I’m watching the new Netflix original series “Bad Samaritans” and it is frickin funny. It has the Smeagle of no-longer-prime-time TV starring in it David Faustino.
Just playing David, I love seeing you in things, your net series “Star-ving” was hilarious as well. I am an aspiring director and if I ever become a sought after film maker, I would definitely want you in my movies. There’s something inspiring about a person who can overcome substantial adversity and continue on his chosen path against all odds. I don’t know if he has actually come back, but if he hasn’t he’s fuckin’ well on his way. May I submit to you that David Faustino is the proverbial Shit.
-Sidetracked-
The show is about some hapless schlubs doing long stretches of community service for minor crimes. The two main characters, an ex boyfriend and girlfriend, are there for 2000 hours because they accidentally started a Forrest fire while they were breaking up. David Faustino, which for those of you who don’t know played Bud on “married with children”, in a fit of ironic writing is the community service director. You might be saying in your head “Shane, why is that ironic”, but more then likely you’re not and that was actually me reading my own mind which was imagining you saying that, while you were just innocently sitting on the toilet praying for the dirty bomb in the UPS package that has flash frozen your colon will pop out and say tata!

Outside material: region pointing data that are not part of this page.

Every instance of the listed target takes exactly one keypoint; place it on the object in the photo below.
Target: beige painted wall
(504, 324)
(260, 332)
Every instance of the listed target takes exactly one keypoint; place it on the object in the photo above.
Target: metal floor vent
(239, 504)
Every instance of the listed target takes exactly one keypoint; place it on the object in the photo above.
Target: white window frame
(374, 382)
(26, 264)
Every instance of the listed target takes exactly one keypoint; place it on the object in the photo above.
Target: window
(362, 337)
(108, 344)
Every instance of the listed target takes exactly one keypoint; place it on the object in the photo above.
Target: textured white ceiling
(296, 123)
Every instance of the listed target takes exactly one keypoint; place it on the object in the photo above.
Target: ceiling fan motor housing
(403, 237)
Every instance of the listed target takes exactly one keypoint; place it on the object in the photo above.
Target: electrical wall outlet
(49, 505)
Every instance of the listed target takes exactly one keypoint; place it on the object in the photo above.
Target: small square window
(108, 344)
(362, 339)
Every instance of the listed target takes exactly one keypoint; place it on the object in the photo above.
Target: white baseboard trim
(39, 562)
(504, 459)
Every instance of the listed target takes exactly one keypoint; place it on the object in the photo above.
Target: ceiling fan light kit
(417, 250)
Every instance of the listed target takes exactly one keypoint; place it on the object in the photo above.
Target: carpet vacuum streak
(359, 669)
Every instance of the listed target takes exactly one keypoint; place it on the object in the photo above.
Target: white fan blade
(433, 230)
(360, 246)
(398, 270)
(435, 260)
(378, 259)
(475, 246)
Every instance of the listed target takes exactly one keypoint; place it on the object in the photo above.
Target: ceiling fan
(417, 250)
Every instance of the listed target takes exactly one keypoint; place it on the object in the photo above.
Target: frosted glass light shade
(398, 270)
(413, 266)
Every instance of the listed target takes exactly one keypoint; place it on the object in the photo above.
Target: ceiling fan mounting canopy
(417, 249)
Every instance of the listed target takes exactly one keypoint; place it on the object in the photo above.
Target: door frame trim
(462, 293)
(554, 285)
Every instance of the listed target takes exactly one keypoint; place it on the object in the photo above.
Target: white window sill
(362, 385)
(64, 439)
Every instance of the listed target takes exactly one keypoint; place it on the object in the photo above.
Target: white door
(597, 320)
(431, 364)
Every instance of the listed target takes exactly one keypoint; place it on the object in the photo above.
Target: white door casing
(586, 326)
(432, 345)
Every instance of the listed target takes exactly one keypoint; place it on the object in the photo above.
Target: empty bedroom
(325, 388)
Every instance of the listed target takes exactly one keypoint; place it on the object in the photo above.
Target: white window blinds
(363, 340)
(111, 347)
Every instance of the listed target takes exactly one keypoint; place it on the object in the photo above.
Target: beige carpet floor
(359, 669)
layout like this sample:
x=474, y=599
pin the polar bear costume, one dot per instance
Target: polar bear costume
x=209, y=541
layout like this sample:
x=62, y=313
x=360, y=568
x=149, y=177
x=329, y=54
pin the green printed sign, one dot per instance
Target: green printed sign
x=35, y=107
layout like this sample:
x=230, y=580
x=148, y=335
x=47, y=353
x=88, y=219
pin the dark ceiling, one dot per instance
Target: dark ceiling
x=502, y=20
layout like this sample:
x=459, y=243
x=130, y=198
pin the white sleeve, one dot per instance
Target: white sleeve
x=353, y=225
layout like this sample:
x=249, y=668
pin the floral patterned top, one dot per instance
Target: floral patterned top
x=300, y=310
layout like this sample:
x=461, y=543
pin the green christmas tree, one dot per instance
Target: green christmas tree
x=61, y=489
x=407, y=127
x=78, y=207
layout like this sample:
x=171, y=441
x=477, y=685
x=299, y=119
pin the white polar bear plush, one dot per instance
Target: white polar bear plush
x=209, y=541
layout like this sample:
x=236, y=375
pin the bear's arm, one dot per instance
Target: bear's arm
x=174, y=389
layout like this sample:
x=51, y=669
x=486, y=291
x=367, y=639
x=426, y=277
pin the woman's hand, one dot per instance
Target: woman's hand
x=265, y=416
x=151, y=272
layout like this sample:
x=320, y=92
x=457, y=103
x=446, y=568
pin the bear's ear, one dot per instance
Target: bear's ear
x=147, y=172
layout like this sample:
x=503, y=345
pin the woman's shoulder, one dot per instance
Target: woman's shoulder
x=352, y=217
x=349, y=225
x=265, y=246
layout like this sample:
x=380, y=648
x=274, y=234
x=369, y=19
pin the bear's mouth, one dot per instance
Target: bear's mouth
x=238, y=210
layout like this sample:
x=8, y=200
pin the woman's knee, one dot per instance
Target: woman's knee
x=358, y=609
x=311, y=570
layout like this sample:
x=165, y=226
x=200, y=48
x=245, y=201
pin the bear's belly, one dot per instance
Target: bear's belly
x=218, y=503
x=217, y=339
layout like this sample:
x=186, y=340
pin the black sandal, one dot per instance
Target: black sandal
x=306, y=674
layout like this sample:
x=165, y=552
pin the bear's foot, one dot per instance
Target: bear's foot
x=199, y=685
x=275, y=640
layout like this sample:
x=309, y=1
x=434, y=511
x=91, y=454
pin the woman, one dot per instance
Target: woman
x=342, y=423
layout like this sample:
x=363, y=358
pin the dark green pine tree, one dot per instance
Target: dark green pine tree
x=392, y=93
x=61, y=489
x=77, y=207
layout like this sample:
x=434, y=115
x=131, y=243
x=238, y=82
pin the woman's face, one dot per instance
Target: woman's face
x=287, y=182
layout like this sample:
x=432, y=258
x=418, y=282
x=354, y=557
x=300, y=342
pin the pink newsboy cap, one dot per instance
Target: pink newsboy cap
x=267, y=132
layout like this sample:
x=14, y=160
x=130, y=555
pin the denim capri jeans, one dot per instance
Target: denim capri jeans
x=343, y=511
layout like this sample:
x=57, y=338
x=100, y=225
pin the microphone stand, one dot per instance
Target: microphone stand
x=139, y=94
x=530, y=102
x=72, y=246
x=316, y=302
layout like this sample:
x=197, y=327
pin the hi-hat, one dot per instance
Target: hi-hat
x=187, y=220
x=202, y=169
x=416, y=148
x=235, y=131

Before it ruptures your smooth rubbery walls or turns into a permanent petrified butt plug.
It’s ironic because David Faustino literally looks like he should be in trouble. The guy is like a frickin gremlin. Ironically when I was in college my fraternity brothers gave me the nickname Stripe because I was a bringer of chaos and Stripe was the name of the evil head gremlin. The one with the white Mohawk.
Too much irony?
All of the characters in this little shindig are right on. The writing is superb (I feel a little lame for using that word)…but still, it’s superb. The directing is kablonkers. All around a great show. Most great shows get cancelled due to a severe lack of viewer intelligence, but this is a Netflix original, which means that it will always be in the programming rotation. Even if they put it away, they can always drag it out to spring on future generations of unsuspecting boobtubers. At least until our amazing capacity for cognizant thought has degraded back into cave creature grunts and moans due to our lobotomizing public school slave factory we’re using to program our young…just saying.
Earlier in the history of this blog (search Netflix) I wrote a whole dissertation on what Netflix should do for content due to the content control dickishness of the major studio douche-mongers. One of the things I suggested was creating their own original content. I’m not saying Netflix executives read my blog and followed my advice to the tee, but…..you’re welcome.
I do consultant work fellas.
Did you follow my advise to create your own overdub studio to buy rights and dub foreign movies into English? You could even do it using the Google translator and autocorrect, it would be hilarious. I would laugh like Marshall frickin Bill.
I work cheap.
So in conclusion
Great show. David Faustino is a hero of the American pipples. Netflix is giving the major studios some well deserved nut flicks. And I, the great Shane Bissot, am continuing my transformation into a nostradomas, Sherlock Holmes, and Einstein burrito. Hmmmm…yummy.
Hire me you fools! Before it’s too late.